Et il y a eu un silence à couper au couteau. Du bout des lèvres, elle m'a dit "merci" et puis elle a raccroché. Il y a eu encore un silence, genre juste après une grenade dégoupillée.

Elle a rappelé sept secondes après. Sept secondes c'est le temps qu'il faut pour qu'une grenade offensive pète.
- T'es un gamin ! T'es cramponné à ton jouet, à ta voiture à pédales ! elle m'a lancé, en rage et en larmes.
Dans ces moments-là, j'ai l'impression d'être pris avec elle dans un film de Pedro Almodovar. Et puis elle a commencé à me raconter que, vingt ans plus tôt, quand elle était étudiante à Bordeaux, elle arrivait d'Espagne un peu démunie et son grand-père lui avait confié sa vieille Ami 8 ; et sa mère lui avait lancé : "Mais tu paieras tous les PV !" Alors dans sa mémoire, ce soir-là, mes mots à moi et ceux de sa mère ça a pas fait de différence.

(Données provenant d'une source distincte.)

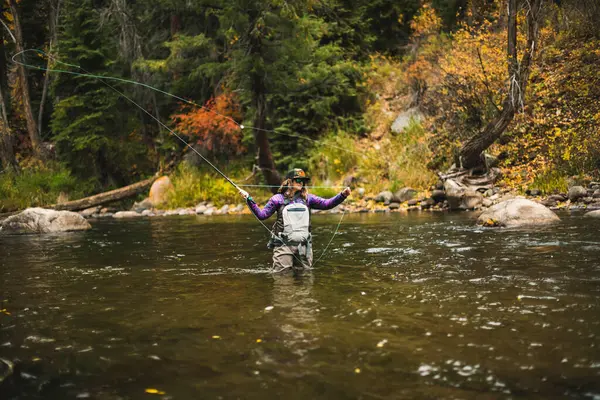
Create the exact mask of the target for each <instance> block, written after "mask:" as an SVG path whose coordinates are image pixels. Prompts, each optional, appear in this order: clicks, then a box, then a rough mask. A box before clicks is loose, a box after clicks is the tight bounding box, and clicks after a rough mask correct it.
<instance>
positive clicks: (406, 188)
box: [394, 187, 417, 203]
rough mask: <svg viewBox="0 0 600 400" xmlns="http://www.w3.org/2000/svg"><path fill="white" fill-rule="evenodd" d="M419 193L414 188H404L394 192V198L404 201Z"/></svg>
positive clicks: (399, 202) (394, 199)
mask: <svg viewBox="0 0 600 400" xmlns="http://www.w3.org/2000/svg"><path fill="white" fill-rule="evenodd" d="M416 195H417V191H416V190H415V189H413V188H409V187H406V188H402V189H400V190H398V191H397V192H396V193H394V200H396V201H397V202H399V203H404V202H405V201H408V200H412V199H414V198H415V196H416Z"/></svg>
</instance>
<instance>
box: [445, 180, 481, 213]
mask: <svg viewBox="0 0 600 400" xmlns="http://www.w3.org/2000/svg"><path fill="white" fill-rule="evenodd" d="M444 189H445V191H446V196H447V198H448V205H449V207H450V209H451V210H471V209H474V208H477V207H479V206H481V204H482V203H483V195H482V194H481V193H479V192H477V191H474V190H472V189H467V188H465V187H462V186H460V185H459V184H458V183H456V182H454V181H453V180H451V179H448V180H447V181H446V182H444Z"/></svg>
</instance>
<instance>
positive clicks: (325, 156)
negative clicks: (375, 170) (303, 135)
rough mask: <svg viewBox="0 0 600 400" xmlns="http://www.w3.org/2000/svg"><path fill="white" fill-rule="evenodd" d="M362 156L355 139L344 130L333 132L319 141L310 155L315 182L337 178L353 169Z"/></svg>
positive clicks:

C'est un peu une nuit de fin du monde qui a suivi, de fin du monde.

Le lendemain, au petit matin, devant la pompe à essence de la station Leclerc de Saint-Denis-les-Sens, elle a soudain hésité. Elle a cherché un indice ou un code couleur sur la trappe du réservoir et sur le moteur. En vain. Cette voiture-là est bien trop vieille. C'est juste marqué HDi sur le coffre arrière. Alors elle a voulu m'appeler. Elle sait pas que c'est dangereux d'utiliser un mobile près d'une pompe à essence.
- Essence ou gas-oil ? elle a demandé sur mon répondeur. Mais moi, à ce moment-là, j'étais déjà en séance.
Alors, comme on lance un dé sur un tapis de jeu, elle a cliqué sur Essence SP 95. Et je lui avais dit "Tu mettras de l'essence", alors elle m'a pris au mot. La femme numérique a dit : "Allez vous servir en super sans plomb 95".
Elle a fait le plein. Et puis elle s'est lancée sur l'autoroute. Sans doute un peu inquiète quand même au fond.
Et c'est à la hauteur de Montereau-Fault-Yonne, là où il y a plein de travaux depuis des semaines, et une seule voie comme un long couloir étroit, là où ça monte un peu aussi, et derrière elle des poids lourds lancés à fond malgré la vitesse limitée, c'est là que le moteur de la vieille voiture à pédales a fait soudain un bruit bizarre. Et puis plus rien. Elle a voulu appuyer sur Warning, comme dans sa voiture à elle quand ça ralentit soudain devant elle. Mais elle savait pas où c'était la touche Warning parce que c'était la première fois qu'elle prenait ma voiture. Elle a voulu accélérer mais ça répondait plus du tout sous son pied. Et, derrière elle, un trente tonnes rutilant arrivait comme un boulet.